On Wed, Nov 29, 2023 at 02:53:49PM -0600, Rob Landley wrote:
I'm assuming you can do process-local unmounts to prune what you'd be
overmounting? (switch_root didn't _have_ to delete the old initramfs contents,
it did it to free space. Containers similarly would remove privileges as part of
their setup, and that includes mounts the new context shouldn't have.)
I think we are talking at cross purposes here, let's get back on track:
The aim is to do a pivot_root within a container's mount namespace. In
order to do this, we need at least two layers of "root" in the host
mount namespaces. If there is just one (ie rootfs), we can't pivot_root,
because rootfs cannot be removed.
Yes, you can switch_root or chroot or do any number of things, but that
is not relevant. That is not the way container runtimes tend to work.
The desirable outcome is pivot_root.
From reading the link's summary, it seems like "unmount the old
inherited /proc
and /sys before you "mount --move newfs /" seems like it would have been a fix?
It was the patch that was made in the container runtimes at the time,
yes. This does not change the fact that the _desirable_ path is
pivot_root.
Lazy unmount it (which never affects a process's open files, including
the "/"
and "." symlinks in each process), then mount --move so the visibility hides it,
then teach the kernel that "overmounted" lets lazy unmounts go. (Which it
_might_ already do if the reference count falls to 0 because of "." and "/"
leaving, although you'd have to make sure no other open file descriptors
referenced it in your current namespace from /dev entries and just plain
inherited filehandles...)
But it seems doable?
You can unmount child mounts, sure, but if your root is rootfs, you
can't unmount it. The aim of this change is to make unmounting the host
root more convenient, by ensuring there is a blank rootfs below it.

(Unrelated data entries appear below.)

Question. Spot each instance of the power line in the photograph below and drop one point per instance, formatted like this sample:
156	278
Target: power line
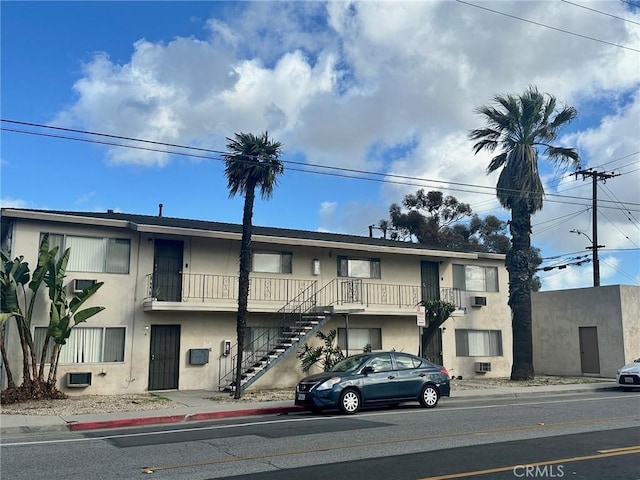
346	172
631	3
550	27
602	13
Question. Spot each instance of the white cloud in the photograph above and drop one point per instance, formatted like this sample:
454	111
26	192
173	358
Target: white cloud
340	82
8	202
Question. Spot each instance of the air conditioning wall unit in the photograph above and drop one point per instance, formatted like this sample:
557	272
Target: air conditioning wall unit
478	301
80	284
483	367
78	379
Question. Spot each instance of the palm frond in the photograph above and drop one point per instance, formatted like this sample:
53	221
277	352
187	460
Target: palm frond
497	162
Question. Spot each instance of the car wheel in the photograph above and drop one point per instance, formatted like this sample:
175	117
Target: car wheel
350	401
429	396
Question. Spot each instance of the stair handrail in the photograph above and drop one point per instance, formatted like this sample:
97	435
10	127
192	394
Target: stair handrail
304	303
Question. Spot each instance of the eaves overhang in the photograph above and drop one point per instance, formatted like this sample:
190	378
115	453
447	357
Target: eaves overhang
266	235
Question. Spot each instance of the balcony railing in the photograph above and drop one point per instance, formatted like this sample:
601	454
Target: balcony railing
194	287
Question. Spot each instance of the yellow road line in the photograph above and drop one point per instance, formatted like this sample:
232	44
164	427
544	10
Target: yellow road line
370	444
612	453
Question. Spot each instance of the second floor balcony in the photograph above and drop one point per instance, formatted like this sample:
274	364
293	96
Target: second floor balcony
206	292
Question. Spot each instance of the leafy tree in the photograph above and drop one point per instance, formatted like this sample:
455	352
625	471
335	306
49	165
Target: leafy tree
433	219
327	354
442	211
19	295
517	126
254	162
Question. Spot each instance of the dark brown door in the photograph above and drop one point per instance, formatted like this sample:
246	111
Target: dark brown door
589	353
167	271
164	358
430	275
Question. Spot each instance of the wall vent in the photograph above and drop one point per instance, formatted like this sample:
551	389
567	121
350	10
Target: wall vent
78	379
483	367
80	284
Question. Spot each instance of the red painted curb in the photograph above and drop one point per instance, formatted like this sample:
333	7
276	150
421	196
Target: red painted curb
125	422
241	413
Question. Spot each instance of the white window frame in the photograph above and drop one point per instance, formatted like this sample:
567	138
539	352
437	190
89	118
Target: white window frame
475	278
272	262
359	267
101	254
359	338
78	348
478	343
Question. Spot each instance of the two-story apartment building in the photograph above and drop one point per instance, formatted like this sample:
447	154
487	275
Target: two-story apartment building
170	292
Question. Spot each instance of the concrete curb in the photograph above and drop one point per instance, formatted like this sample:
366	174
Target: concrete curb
124	422
165	419
32	424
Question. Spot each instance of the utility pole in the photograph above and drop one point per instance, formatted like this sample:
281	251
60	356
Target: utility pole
595	176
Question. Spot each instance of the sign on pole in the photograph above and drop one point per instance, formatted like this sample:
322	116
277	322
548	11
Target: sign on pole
421	316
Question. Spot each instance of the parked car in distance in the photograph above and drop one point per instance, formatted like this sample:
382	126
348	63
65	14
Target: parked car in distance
629	375
374	378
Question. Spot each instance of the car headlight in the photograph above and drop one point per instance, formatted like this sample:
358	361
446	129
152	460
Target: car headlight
328	384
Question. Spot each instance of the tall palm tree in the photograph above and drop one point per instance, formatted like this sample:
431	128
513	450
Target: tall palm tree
254	161
516	128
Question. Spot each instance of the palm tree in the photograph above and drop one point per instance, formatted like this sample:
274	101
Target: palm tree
516	127
253	162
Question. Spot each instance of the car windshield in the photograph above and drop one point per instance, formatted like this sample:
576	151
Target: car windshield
350	364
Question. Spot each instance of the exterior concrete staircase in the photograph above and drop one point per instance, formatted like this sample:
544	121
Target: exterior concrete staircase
296	322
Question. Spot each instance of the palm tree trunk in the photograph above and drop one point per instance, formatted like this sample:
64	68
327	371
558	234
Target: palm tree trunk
243	281
5	361
519	266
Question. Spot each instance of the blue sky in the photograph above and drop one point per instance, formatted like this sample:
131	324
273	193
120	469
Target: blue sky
381	87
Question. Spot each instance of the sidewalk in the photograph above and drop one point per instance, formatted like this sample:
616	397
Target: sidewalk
195	407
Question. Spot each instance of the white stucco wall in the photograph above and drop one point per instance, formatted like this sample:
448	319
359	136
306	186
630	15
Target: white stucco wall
558	315
123	295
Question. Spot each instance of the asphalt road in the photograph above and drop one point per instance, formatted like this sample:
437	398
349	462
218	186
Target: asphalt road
595	436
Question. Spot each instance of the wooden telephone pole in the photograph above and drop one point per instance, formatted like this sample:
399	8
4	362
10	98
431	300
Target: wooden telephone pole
595	176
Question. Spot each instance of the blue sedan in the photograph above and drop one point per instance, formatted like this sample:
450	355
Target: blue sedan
380	378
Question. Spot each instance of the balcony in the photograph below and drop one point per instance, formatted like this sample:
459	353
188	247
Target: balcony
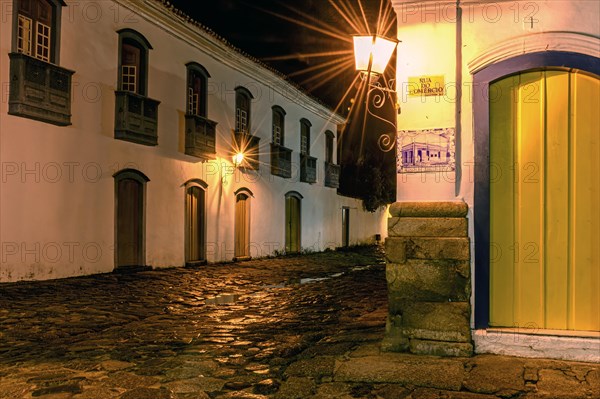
39	90
200	137
281	161
136	118
332	175
308	169
248	144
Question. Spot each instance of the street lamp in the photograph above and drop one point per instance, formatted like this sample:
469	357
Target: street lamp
372	53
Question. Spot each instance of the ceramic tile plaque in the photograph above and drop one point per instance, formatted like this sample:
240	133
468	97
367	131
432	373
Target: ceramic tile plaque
430	150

Lemme guess, the child does something like:
for (i = 0; i<32767; i++) close(i);
mkdir("sub/blah")
mount("sub", "sub", "tmpfs");
chdir("sub");
umount(".", MNT_DETACH);
chroot("blah");
chdir("../../../..");
chroot(".")
readdir();
I have told you already that the chroot, chdir .. trick does not work
within containers. This code snippet has nothing to do with this patch
or this discussion at all.
This would not occur with pivot_root.
It would not occur if the filesystem had been removed from the current mount
namespace by other means, either. (Or if the kernel got the test right, which
you're saying it does now.)
You can't remove it if it's rootfs. If your host's root is rootfs, as it
would be if you run directly from initramfs, you can't unmount it.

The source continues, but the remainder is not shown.